KNOWLEDGE AND ACCEPTANCE ABOUT RISK REDUCING MEASURES IN WOMEN REFERRED TO HIGH RISK BREAST CANCER CLINIC IN WOMEN’S HOSPITAL IN STATE UNIVERSITY OF CAMPINAS

Nicoli Serquiz de Azevedo, Patricia Kajikawa, Gabriel Y. Ikejiri, Gislaine A. F. Carvasan, Natalie Rios Almeida, Tamara P. de Oliveira, Renato Z. Torresan, César C. dos Santos

Objectives: the study intended to estimate the knowledge about breast risk reduction measures in women referred to a brazilian specialized High Risk Clinic for breast cancer and evaluate the acceptance of risk-reducing surgery in the hypothesis of a medical indication. We also evaluated the variables that can be related with this decision. Methods: There were included women referred to High Risk Breast Cancer Clinic in Women’s Hospital in State University of Campinas, from December 2014 to July 2015. We collected sociodemographic data (age, education level) and history of prior breast biopsy with atypical lesions and family history of breast cancer. The lifetime breast cancer risk was calculated with Tyrer-Cuzick and Gail tools and we analysed the risk perception with notes ranging from 0 to 10. It was applied a questionnaire that contained questions about breast risk reducing measures, acceptance of bilateral mastectomy and bilateral oophorectomy. The correlation between acceptance of risk reducing surgeries and the different variables was calculate with Fisher and Wilcoxon test.

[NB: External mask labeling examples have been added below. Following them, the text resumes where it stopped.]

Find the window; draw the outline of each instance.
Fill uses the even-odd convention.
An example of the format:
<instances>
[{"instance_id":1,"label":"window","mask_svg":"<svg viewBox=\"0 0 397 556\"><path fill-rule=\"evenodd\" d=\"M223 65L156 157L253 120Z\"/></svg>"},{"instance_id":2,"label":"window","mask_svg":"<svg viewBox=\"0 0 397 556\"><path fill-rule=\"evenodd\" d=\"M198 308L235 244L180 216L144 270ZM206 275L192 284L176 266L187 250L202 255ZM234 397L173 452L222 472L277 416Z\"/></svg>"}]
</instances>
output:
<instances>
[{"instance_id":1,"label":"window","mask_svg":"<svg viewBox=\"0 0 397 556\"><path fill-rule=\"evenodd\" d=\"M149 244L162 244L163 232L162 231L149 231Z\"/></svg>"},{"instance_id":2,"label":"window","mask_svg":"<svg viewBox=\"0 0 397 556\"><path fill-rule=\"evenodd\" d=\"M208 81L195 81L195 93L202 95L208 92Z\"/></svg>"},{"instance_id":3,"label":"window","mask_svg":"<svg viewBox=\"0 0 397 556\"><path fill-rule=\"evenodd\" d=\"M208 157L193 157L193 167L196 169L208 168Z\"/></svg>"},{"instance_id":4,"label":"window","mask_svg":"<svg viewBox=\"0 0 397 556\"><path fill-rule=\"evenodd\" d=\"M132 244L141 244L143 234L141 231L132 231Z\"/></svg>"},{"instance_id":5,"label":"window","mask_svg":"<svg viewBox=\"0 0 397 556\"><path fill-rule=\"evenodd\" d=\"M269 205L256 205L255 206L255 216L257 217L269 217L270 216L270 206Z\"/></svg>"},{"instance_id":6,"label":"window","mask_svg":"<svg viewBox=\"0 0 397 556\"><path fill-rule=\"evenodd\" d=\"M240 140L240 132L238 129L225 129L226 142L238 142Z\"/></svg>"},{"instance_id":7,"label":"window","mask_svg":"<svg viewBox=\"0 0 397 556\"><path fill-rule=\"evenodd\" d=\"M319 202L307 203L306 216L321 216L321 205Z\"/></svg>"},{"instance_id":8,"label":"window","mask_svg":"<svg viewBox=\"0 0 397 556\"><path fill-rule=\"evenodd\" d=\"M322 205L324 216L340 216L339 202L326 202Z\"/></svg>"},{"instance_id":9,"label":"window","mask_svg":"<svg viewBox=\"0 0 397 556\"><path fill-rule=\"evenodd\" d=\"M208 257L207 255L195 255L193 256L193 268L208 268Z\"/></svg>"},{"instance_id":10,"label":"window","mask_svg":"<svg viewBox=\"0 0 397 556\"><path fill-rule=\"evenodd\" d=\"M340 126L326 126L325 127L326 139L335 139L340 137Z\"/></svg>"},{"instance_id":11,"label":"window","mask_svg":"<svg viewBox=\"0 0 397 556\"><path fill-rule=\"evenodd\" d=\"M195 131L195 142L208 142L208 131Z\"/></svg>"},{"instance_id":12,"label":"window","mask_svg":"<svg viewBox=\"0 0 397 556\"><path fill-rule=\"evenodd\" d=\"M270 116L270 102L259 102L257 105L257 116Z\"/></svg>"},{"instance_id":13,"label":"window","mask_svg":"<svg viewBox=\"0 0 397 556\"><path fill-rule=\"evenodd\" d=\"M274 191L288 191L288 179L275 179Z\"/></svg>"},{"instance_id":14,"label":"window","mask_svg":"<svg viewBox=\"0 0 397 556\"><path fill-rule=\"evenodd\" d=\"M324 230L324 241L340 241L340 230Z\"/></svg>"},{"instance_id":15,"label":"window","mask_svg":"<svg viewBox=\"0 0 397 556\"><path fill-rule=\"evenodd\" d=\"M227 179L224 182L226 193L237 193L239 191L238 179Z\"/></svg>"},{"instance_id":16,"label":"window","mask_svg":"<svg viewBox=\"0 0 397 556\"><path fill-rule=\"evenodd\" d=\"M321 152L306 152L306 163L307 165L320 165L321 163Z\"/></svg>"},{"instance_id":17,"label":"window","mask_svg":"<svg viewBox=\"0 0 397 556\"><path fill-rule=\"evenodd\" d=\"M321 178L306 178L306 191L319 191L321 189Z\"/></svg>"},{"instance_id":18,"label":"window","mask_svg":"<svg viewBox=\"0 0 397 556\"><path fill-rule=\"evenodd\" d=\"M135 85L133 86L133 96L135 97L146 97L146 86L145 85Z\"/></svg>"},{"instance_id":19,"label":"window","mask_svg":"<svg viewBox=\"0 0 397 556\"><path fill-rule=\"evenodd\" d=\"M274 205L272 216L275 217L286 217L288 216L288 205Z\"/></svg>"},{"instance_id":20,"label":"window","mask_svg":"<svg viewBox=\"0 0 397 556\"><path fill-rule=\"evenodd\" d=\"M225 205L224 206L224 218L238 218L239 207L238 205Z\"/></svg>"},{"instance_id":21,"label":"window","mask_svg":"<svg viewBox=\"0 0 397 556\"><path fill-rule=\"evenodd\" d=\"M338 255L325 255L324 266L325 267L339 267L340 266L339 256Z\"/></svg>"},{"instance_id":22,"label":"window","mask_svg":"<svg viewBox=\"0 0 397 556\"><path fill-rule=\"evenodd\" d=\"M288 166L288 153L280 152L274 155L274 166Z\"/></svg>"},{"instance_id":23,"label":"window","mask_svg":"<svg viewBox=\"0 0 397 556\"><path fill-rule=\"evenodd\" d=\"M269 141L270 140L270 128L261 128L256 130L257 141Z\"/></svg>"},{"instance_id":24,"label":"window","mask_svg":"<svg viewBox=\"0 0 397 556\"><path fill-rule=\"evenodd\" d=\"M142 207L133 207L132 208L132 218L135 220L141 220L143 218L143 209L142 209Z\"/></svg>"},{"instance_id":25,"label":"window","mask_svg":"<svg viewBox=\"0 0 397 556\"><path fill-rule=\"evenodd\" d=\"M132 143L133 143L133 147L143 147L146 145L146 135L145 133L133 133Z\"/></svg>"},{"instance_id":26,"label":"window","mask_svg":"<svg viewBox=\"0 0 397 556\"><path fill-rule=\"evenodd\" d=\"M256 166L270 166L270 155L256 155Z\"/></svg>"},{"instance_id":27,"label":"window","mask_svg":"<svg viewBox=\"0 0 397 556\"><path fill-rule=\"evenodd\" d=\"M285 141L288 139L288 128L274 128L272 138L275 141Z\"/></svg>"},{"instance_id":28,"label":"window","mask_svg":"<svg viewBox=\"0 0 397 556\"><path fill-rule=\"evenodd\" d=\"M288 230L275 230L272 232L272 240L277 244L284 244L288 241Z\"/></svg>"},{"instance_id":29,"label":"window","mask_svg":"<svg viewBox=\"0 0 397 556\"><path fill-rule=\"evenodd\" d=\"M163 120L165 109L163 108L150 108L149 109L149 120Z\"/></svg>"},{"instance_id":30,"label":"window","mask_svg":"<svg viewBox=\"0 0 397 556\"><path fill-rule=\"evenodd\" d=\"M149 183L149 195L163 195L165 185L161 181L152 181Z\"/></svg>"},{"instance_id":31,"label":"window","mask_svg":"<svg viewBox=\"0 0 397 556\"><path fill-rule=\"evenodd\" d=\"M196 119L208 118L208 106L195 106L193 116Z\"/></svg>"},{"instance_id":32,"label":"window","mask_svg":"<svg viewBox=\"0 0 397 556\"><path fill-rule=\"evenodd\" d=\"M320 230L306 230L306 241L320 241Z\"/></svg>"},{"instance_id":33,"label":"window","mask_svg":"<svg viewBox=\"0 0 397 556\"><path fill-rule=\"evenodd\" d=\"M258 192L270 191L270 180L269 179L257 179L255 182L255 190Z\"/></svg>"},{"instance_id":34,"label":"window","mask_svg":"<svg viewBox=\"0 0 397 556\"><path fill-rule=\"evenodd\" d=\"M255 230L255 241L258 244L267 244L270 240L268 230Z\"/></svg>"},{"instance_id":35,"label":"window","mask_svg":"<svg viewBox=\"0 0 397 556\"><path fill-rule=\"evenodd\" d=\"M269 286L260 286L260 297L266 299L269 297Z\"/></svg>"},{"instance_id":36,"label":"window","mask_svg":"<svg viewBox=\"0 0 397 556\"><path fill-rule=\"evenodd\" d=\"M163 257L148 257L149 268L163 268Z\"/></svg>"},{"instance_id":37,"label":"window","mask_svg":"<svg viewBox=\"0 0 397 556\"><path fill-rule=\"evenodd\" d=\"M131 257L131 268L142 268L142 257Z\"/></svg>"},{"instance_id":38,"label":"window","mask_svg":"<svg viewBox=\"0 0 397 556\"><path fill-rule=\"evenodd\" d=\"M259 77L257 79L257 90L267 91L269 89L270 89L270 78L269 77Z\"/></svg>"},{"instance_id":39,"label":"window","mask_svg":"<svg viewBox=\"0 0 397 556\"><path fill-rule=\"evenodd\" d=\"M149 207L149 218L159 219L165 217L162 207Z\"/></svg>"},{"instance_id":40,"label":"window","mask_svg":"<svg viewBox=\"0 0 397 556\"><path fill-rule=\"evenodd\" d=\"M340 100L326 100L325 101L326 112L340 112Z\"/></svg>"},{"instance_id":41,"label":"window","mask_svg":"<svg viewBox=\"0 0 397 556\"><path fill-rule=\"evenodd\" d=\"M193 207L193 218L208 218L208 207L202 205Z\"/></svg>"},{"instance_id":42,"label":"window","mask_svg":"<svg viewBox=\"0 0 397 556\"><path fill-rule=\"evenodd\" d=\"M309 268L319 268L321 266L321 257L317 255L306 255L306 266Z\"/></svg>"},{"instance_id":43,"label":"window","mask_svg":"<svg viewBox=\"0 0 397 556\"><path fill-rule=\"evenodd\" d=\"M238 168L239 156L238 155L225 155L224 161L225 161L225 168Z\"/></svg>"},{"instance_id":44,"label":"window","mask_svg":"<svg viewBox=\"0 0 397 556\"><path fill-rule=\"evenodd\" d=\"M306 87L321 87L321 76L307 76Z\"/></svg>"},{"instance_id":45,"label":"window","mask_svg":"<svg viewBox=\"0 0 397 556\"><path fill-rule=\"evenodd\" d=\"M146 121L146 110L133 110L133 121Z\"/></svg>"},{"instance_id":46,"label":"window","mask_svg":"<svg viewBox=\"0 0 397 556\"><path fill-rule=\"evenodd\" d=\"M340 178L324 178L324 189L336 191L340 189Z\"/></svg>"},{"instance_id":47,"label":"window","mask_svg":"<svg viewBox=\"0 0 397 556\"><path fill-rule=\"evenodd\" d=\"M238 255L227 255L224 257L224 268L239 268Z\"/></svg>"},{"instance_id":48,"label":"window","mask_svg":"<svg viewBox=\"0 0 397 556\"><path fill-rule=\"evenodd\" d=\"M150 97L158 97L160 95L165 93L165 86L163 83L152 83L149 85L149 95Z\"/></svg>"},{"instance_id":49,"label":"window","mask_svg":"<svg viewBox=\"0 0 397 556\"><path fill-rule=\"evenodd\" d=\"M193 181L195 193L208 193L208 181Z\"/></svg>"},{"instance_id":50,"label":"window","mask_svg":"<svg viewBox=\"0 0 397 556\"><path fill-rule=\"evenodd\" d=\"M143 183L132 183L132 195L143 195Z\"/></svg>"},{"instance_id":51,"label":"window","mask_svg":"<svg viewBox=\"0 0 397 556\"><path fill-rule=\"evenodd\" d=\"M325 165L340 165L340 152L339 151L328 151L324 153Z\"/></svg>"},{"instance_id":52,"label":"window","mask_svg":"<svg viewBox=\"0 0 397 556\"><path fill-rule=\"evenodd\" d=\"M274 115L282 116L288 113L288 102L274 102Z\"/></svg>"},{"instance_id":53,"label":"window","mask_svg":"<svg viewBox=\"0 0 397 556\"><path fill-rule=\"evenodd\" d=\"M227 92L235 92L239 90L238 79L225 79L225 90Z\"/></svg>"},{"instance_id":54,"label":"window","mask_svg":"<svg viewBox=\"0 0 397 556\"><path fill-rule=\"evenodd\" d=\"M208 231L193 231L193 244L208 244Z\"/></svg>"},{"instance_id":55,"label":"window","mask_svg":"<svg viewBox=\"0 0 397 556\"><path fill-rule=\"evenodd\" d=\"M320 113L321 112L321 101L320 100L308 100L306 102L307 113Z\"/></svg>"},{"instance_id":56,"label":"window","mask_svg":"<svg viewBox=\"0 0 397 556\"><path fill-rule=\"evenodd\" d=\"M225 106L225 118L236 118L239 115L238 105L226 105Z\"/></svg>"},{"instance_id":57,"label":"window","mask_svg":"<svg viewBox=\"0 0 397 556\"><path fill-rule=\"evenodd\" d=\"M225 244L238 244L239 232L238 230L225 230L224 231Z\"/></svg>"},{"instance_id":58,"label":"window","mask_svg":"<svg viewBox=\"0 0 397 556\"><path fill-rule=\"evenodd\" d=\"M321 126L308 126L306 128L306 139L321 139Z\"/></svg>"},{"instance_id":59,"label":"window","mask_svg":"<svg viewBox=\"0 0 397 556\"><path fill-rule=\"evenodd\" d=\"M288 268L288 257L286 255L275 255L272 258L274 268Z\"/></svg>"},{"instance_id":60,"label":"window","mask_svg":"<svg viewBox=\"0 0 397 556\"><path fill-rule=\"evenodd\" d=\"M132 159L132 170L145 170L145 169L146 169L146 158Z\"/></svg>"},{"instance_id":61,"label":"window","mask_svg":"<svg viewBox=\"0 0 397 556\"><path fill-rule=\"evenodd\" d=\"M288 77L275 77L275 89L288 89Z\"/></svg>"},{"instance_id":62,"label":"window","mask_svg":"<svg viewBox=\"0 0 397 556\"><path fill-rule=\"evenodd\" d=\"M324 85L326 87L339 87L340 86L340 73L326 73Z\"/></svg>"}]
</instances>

Results: Among the 98 patients included, 74.5% of women were not aware of any measure reducing risk. Only 4.1% of had knowledge about prophylactic mastectomy, but no one about prophylactic oophorectomy or chemoprevention. After explanation of potential benefits in selected cases, 60.2% of patients reported accept undergoing bilateral mastectomy risk and 75%, bilateral oophorectomy. The presence of a first degree relative with breast cancer was the only factor significantly associated with the acceptance of profilatic mastectomy. Conclusion: for high-risk women for breast cancer in Brazil, there is lack information and access to all types of risk-reducing measures. Without genetic counseling and with no orientation of complications and colateral effects, the acceptance of a eventually risk reducing surgey indication is very high, especially for those with a family history of breast cancer.